Poll: Americans worry about climate, but don’t save energy

Source: By Carlos Anchondo, E&E News reporter • Posted: Monday, September 30, 2019

Half of Americans say they have a responsibility to address climate change, but they aren’t always willing to take energy-saving actions to cut emissions, according to a new poll.

The survey released last week from the Associated Press and NORC at the University of Chicago examined individual attitudes toward climate change and steps people may or may not be inclined to take to save energy.

While nearly 90% of respondents said they often or always turn off unneeded lights, less than half said they set their thermostats at 76 degrees Fahrenheit or higher during the summer, in an attempt to limit air conditioning use. A quarter of respondents said they always take that measure.

Research suggests that “many Americans take actions such as adjusting the thermostat or turning off unneeded lights in order to save money, rather than to help the environment,” the report said.

More than 60% of respondents said that the federal government, corporations and industry have a responsibility to address climate change, compared with 50% who said that individual people have the same responsibility. Americans between the ages of 18 and 29 were less likely to say individuals should have responsibility for the issue compared with Americans 60 years and older.

The research adds to existing analyses of the factors driving energy-saving behaviors, and how politics influences thinking on climate change and energy. It follows a poll from AP-NORC this month that found ongoing partisan splits in views about climate change, with Democrats being more likely to support greenhouse gas regulations and say warming is caused by humans. Less than half of independent voters said they believed humans are causing climate change. Among energy policies, 67% of independents backed more funding for renewable energy, but 20% or less supported greater use of hydraulic fracturing and offshore drilling.

Additionally, the polling released last week showed that people who believe they can personally help mitigate the effects of climate change are more likely to reduce their air conditioning in the summers and heating in the winter. They’re also more likely to cut back on gasoline consumption.

Reuven Sussman, a senior research manager for the Behavior and Human Dimensions Program for the American Council for an Energy-Efficient Economy, said that correlation between self-efficacy — or the belief one’s actions make a difference — and the likelihood of a person taking action is an opportunity for behavioral intervention.

“If you can encourage people to make them feel like their actions make a difference, you might see an increased likelihood of acting,” Sussman said.

Erik Thulin, a behavioral science lead at Rare, a Virginia-based nonprofit that uses behavioral change to achieve conservation results, said that people care about what others are doing and that if they see someone using less energy, they in turn are more likely to save more energy.

Thulin said individual actions are critical to solving environmental problems and that there is a spillover effect when someone adopts energy-tied behaviors, such as buying an electric vehicle.

“It’s not just about changing someone’s actions, but how they can influence the people around them by people seeing them acting green,” Thulin said.

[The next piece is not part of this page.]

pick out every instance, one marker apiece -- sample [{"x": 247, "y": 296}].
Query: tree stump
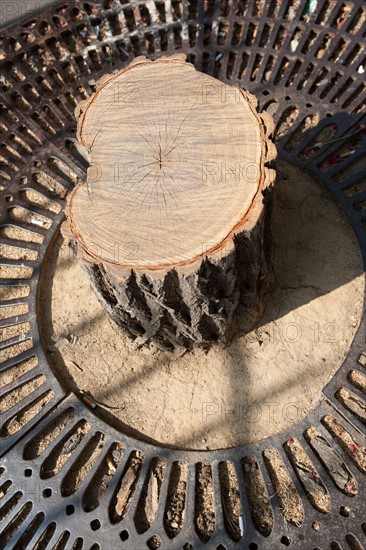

In addition to looking at behaviors, the AP-NORC polling asked respondents whom they trust to deliver accurate information about climate science. Fourteen percent said they trust the news media “a great deal/a lot,” compared with 55% trusting climate scientists “a great deal/a lot” and 45% saying they trust the Trump administration “not at all.”

Within the next decade, 28% of respondents said it is “extremely/very likely” that the world will take action to significantly reduce carbon emissions, compared with 44% who said it is only “moderately likely” that such action will be taken.

The poll was conducted Aug. 15-19 among 1,058 adults, and had a margin of error of 4.2 percentage points.